Budidaya jamur tiram memiliki prospek ekonomi yang  baik. Jamur tiram merupakan salah satu produk komersial dan dapat dikembangkan dengan teknik yang sederhana. Selain itu, konsumsi masyarakat akan jamur tiram cukup tinggi, sehingga produksi jamur tiram mutlak diperlukan dalam skala besar.
Jamur tiram tumbuh pada serbuk kayu, khususnya yang memiliki serat lunak seperti jenis kayu albasiah. Suhu optimum untuk pertumbuhan tubuh buah jamur tiram adalah 20 – 28°C, dengan kelembaban 80 – 90 %. Pertumbuhan jamur tiram membutuhkan cahaya matahari tidak langsung, aliran udara yang baik, dan tempat yang bersih.
Latar Belakang
Pemilihan bentuk usaha budidaya jamur tiram ini dilatarbelakangi oleh :
·        Budidaya jamur tiram memiliki prospek ekonomi yang baik. Pasar jamur tiram yang telah jelas serta permintaan pasar yang selalu tinggi memudahkan para pembudidaya memasarkan hasil produksi jamur tiram.

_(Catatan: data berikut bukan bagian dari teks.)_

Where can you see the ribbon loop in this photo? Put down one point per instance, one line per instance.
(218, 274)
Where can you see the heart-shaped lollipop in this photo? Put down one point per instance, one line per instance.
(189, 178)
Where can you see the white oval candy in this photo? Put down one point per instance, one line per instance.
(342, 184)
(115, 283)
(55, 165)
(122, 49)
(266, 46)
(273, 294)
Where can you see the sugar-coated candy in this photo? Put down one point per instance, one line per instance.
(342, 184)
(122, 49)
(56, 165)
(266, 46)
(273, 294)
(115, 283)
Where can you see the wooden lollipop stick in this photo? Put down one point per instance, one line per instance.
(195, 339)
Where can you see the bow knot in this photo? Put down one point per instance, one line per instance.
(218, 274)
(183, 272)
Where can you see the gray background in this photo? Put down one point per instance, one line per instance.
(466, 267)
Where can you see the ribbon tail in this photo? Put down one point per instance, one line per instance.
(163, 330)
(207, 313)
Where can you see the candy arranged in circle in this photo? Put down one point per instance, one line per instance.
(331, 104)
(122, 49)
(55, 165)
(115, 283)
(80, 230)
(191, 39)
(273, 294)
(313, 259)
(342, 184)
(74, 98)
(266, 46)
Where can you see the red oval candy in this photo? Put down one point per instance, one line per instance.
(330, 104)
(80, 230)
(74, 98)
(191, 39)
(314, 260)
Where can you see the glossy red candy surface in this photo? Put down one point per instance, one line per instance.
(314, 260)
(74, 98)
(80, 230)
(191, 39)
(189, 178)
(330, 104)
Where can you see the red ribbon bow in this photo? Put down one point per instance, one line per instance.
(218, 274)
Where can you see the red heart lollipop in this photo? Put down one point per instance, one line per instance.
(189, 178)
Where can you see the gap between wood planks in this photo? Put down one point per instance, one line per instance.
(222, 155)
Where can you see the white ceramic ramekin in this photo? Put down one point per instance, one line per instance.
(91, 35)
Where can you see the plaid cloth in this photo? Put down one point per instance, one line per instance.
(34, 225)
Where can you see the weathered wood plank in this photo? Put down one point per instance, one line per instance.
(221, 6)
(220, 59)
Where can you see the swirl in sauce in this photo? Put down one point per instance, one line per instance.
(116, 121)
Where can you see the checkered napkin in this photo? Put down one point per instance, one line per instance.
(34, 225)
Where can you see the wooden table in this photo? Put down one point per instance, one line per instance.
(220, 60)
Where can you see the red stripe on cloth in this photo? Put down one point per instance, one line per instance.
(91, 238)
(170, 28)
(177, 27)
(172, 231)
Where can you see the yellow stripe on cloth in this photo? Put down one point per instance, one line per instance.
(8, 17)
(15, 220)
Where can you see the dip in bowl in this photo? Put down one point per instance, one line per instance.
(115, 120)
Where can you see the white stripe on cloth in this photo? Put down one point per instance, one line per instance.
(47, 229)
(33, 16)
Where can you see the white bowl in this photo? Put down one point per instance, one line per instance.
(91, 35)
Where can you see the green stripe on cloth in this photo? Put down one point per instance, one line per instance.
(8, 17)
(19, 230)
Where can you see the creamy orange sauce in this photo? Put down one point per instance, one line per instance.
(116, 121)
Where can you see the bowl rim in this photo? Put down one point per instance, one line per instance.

·        Jamur tiram merupakan salah satu produk komersial dan dapat dikembangkan dengan teknik yang sederhana. Bahan baku yang dibutuhkan tergolong bahan yang murah dan mudah diperoleh seperti serbuk gergaji, dedak dan kapur, sementara proses budidaya sendiri tidak membutuhkan berbagai pestisida atau bahan kimia lainnya.
·        Membuka lapangan pekerjaan bagi masyarakat sekitar pertanian jamur tiram.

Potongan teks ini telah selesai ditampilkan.